As a result of the success of the National Cleaner Production Centre of South Africa’s (NCPC-SA’s) national internship programme, over the past three years, companies have incurred cost savings of more than R30-million, says NCPC-SA skills development manager Wynand van der Merwe.
The centre promotes the implementation of resource efficiency and cleaner production (RECP) methodologies to assist industry in lowering costs through reduced energy, water and materials use, as well as waste management.
It is hosted by scientific and technology research, development and implementation organisation the Council for Scientific and Industrial Research (CSIR), in Pretoria.
The internship programme, now in its third year, places engineering graduates in host companies to identify and, where possible, implement RECP interventions with the assistance of industry mentors.
Van der Merwe tells Engineering News that, from 2010 to 2012, about 30 young people participated in the six-month programme. He adds that a further 20 are currently enrolled in Gauteng, KwaZulu-Natal and the Western Cape. The programme does not have a set start and finish date, as participants in the different regions begin at different times.

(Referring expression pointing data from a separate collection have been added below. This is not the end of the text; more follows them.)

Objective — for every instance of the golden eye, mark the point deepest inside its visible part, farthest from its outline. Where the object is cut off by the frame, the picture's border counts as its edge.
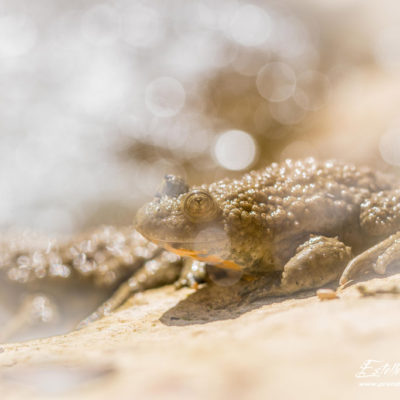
(199, 206)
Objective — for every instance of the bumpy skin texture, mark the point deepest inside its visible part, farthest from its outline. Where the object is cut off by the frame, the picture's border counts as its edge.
(298, 222)
(264, 216)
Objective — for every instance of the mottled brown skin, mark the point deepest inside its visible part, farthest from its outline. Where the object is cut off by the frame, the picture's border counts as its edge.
(298, 222)
(301, 218)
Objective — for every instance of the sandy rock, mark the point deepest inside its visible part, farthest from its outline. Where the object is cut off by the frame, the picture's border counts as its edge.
(177, 345)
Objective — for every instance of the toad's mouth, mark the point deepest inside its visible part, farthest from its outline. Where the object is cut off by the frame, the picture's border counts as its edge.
(194, 250)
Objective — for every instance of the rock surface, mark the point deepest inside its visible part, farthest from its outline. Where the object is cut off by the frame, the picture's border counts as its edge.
(180, 344)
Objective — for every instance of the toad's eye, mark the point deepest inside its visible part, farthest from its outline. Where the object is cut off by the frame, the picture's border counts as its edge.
(199, 206)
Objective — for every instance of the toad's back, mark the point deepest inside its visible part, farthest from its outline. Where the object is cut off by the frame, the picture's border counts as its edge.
(297, 197)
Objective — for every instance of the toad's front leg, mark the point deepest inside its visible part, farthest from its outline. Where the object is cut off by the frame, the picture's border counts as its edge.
(318, 261)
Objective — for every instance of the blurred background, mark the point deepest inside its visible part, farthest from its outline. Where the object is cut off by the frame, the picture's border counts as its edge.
(99, 100)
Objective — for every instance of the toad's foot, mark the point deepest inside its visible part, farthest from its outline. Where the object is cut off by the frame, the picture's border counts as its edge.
(377, 258)
(162, 270)
(317, 262)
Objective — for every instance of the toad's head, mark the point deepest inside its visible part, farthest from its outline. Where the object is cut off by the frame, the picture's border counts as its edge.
(187, 221)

Van der Merwe stresses that the aim of the programme is to “enhance the employability status of newly qualified graduate engineers; increase access to knowledge, skills, technology and best practices in RECP; and increase access to the low-cost and no-cost implementation of cost-saving opportunities, resulting in both economic and environmental savings for companies”.
He explains that, over the three years during which the programme has been running, 82% of interns have found employ-ment within the RECP space.

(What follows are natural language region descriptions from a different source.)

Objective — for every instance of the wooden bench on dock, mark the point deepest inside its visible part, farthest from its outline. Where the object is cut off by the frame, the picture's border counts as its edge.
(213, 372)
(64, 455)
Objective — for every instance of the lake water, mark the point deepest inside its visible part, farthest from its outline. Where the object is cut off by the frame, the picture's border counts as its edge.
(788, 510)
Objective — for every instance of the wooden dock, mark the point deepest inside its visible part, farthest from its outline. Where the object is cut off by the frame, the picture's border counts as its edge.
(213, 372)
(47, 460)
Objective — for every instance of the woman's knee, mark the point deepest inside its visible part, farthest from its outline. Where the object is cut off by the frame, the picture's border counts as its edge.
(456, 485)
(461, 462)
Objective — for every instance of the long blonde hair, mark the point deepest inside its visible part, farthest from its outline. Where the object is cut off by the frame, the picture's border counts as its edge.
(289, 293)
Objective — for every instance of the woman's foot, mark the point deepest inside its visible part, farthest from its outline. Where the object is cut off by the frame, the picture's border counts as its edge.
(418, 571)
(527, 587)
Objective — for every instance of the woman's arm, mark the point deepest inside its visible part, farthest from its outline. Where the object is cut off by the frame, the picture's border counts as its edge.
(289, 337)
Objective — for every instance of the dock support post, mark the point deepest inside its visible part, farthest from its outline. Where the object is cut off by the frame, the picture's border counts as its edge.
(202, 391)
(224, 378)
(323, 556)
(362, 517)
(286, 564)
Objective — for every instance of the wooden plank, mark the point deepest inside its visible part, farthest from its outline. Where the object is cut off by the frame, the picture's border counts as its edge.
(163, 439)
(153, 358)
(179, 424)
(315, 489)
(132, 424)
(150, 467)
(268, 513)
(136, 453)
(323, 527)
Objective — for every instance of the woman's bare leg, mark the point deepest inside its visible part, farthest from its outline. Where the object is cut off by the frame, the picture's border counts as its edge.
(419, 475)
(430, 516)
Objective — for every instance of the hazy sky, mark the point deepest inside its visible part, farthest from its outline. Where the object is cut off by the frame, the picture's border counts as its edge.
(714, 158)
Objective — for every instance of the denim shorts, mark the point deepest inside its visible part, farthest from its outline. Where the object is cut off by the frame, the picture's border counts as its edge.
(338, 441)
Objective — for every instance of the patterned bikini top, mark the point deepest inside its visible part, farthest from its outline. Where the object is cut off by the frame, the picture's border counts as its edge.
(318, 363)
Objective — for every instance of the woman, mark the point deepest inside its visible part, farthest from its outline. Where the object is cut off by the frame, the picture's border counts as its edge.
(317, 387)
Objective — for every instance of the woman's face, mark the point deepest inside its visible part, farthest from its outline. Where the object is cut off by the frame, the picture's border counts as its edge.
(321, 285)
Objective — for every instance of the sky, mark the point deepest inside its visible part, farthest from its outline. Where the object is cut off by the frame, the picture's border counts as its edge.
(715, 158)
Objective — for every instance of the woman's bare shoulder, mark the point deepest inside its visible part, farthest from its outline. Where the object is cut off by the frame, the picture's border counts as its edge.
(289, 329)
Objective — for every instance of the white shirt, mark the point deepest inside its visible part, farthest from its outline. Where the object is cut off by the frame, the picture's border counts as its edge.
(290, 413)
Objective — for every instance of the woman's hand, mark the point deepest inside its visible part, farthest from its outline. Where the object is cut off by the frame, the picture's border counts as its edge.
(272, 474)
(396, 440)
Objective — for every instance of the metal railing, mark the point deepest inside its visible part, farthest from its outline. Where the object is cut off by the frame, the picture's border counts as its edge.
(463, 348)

“Some of the interns have been employed by the companies in which they worked, others by consultancies offering these services. “Some interns have also been employed by the NCPC-SA to further increase its offering to industry,” he says.

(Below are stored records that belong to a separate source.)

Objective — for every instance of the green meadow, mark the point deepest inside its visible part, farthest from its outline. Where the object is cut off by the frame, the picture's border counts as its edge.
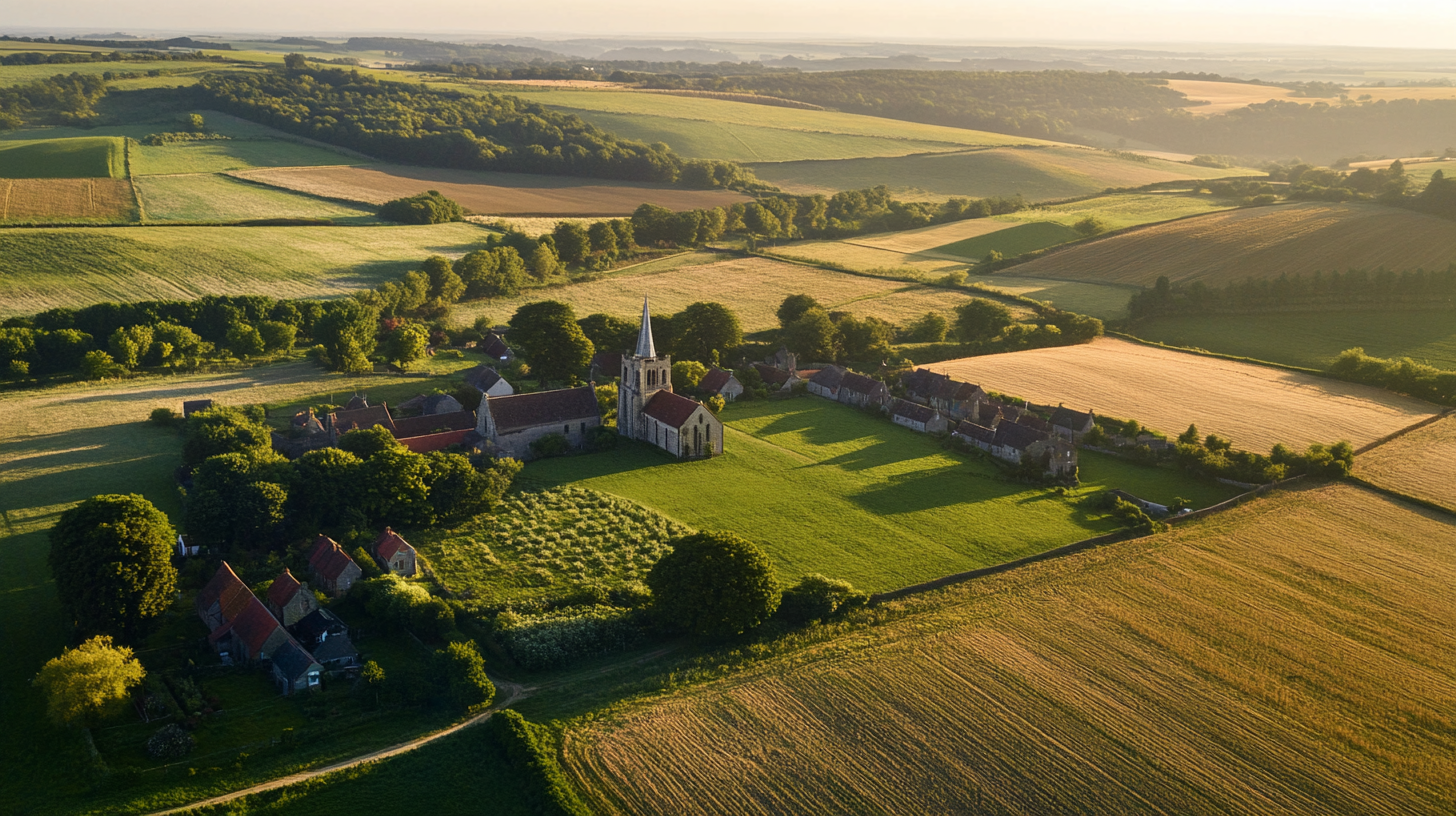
(827, 488)
(96, 156)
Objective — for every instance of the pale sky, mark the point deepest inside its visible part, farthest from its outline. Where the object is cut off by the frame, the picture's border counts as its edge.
(1423, 24)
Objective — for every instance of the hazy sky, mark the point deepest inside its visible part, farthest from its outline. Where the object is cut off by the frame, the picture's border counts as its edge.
(1316, 22)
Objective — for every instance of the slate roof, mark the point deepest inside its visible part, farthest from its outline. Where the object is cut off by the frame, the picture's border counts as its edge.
(328, 558)
(670, 408)
(523, 411)
(283, 589)
(389, 542)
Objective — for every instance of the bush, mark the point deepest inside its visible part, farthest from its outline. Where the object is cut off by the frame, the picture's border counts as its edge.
(171, 742)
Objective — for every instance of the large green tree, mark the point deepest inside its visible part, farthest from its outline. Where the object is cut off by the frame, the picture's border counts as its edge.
(111, 557)
(548, 335)
(714, 585)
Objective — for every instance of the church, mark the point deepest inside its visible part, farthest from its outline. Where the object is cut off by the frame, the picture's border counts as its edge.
(650, 411)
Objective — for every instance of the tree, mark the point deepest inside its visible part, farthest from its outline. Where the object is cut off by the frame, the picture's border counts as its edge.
(982, 319)
(347, 332)
(406, 344)
(686, 375)
(548, 335)
(706, 332)
(463, 672)
(111, 557)
(86, 681)
(714, 585)
(794, 308)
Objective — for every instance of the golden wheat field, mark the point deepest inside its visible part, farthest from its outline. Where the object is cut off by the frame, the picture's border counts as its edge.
(1258, 242)
(1420, 464)
(1290, 656)
(489, 194)
(1254, 405)
(66, 200)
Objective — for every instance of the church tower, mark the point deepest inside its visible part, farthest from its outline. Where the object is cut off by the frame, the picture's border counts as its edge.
(644, 373)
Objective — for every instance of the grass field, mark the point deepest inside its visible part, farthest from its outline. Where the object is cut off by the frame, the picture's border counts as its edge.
(1290, 656)
(827, 488)
(1258, 242)
(64, 445)
(1420, 464)
(1314, 338)
(1254, 405)
(1040, 174)
(206, 197)
(74, 267)
(98, 200)
(63, 158)
(495, 194)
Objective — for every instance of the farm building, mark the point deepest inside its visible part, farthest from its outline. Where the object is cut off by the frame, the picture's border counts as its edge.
(650, 411)
(395, 554)
(332, 569)
(918, 417)
(507, 426)
(722, 383)
(290, 599)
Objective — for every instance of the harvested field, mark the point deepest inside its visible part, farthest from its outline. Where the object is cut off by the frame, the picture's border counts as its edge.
(99, 200)
(1420, 464)
(1289, 656)
(1258, 242)
(491, 194)
(1254, 405)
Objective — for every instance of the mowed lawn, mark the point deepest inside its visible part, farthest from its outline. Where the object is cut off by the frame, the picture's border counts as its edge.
(1290, 656)
(827, 488)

One of the biggest challenges, Van der Merwe highlights, is that companies are often reluctant to accept candidates until the benefits of the programme are made clear to them.
He emphasises that companies achieve cost savings by reducing the wastage of energy, water and materials through the RECP methodologies and interventions applied in plants. Other benefits of RECP implementation include improving the operating efficiency of the plant, better product quality and consistency, recovering some waste materials and improving the working environment.
The NCPC-SA launched its internship programme in 2009 in the Western Cape clothing and textile sector. The successful training, placement and subsequent employment of these interns who participated in the programmes, conducted in 2009, reiterated the value of the skills that had been imparted during the training and the practical experience gained by the interns.
This success has prompted the NCPC-SA to expand the internship programme to Gauteng, KwaZulu-Natal and other industrial and manufacturing sectors serviced by the NCPC-SA, adds Van der Merwe.
Energy Efficiency a Key Focus
In addition to the RECP training provided for the interns, the NCPC-SA also presents energy efficiency training as part of its Industrial Energy Efficiency (IEE) project. The IEE project, implemented jointly with the United Nations Industrial Development Organisation, capacitates professionals at various levels of expertise and experience with the skills to implement energy management systems (EnMS) and energy systems optimisation (ESO) in a variety of industrial systems used in manufacturing, mining and other industries.
EnMS and ESO training also forms part of the curriculum for the participants of the internship programme; however, it is the practising engineers who are the primary target of the specialist training.
The EnMS programme represents a methodological, organised approach to managing energy use, based on the SANS/ISO 50001 standard.
The ESO training programmes include individual courses on a number of energy systems, including pumps, compressed air, fans, steam and motors. They combine science and theory and cover management processes, case studies, training on appropriate software toolkits and practical sessions.
Delegates can also be awarded continued professional development points from the Engineering Council of South Africa, as the course is accredited by the South African Institute of Mechanical Engineers.